Yang jadi masalah adalah ketika kebijakan seperti ini muncul secara sepihak. Bukan lewat diskusi bersama tenaga pendidik, bukan juga berdasarkan hasil riset panjang, tapi hanya berdasarkan opini pribadi. Jika benar gubernur bisa mengatur sampai detail seperti ini, lalu apa tugas guru dan kepala sekolah?

Gaya Kepemimpinan Dedi yang Dianggap Terlalu Intervensif

Ini bukan kali pertama Dedi Mulyadi mengeluarkan kebijakan yang menimbulkan polemik. Sebelumnya, ia juga sempat melarang study tour bagi siswa sekolah. Lagi-lagi dengan alasan efisiensi dan menghindari beban biaya bagi orang tua. Kebijakan itu juga sempat mengundang reaksi keras dari publik.

Gaya Dedi yang cenderung mengambil keputusan sendiri tanpa koordinasi dengan lembaga pendidikan terkait, di nilai banyak pihak sebagai bentuk intervensi yang terlalu dalam. Pemerintah daerah memang punya peran penting dalam dunia pendidikan, tapi bukan berarti bisa langsung mengatur detail kegiatan belajar-mengajar.

Pendidikan Bukan Sekadar Gaya, Tapi Sistem

Kalau dipikir-pikir, pendidikan bukan hanya tentang inovasi atau kebijakan viral. Ia adalah sistem yang kompleks. Ada kurikulum, ada guru, ada proses evaluasi, dan tentu saja ada partisipasi siswa dan orang tua. Setiap perubahan di dalamnya harus di rancang secara matang, bukan reaktif dan emosional.

Ketika seorang pemimpin daerah mengambil keputusan berdasarkan opini pribadi dan langsung menerapkannya tanpa melibatkan pihak-pihak terkait, yang terjadi adalah kebingungan. Sekolah jadi ragu, guru jadi bingung, dan orang tua pun bertanya-tanya.

Haruskah Gubernur Ikut Mengatur PR?

Pertanyaannya sekarang: sejauh mana seorang gubernur boleh terlibat dalam urusan pendidikan? Apakah masuk akal jika seorang kepala daerah mengatur sampai soal PR? Bukankah lebih bijak jika setiap elemen pendidikan di beri ruang untuk menjalankan fungsinya masing-masing?

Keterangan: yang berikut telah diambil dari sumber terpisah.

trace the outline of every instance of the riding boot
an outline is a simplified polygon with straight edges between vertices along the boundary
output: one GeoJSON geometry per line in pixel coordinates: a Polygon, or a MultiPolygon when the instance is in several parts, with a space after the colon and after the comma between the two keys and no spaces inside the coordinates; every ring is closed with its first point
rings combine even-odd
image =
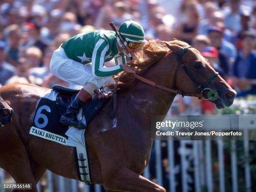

Reaksi DPR terhadap Dedi Mulyadi sebetulnya menjadi pengingat penting bahwa dalam sistem pendidikan, kolaborasi jauh lebih penting daripada dominasi. Pemimpin yang baik bukan hanya yang berani ambil keputusan, tapi juga yang mau mendengarkan masukan dan memberi ruang untuk dialog.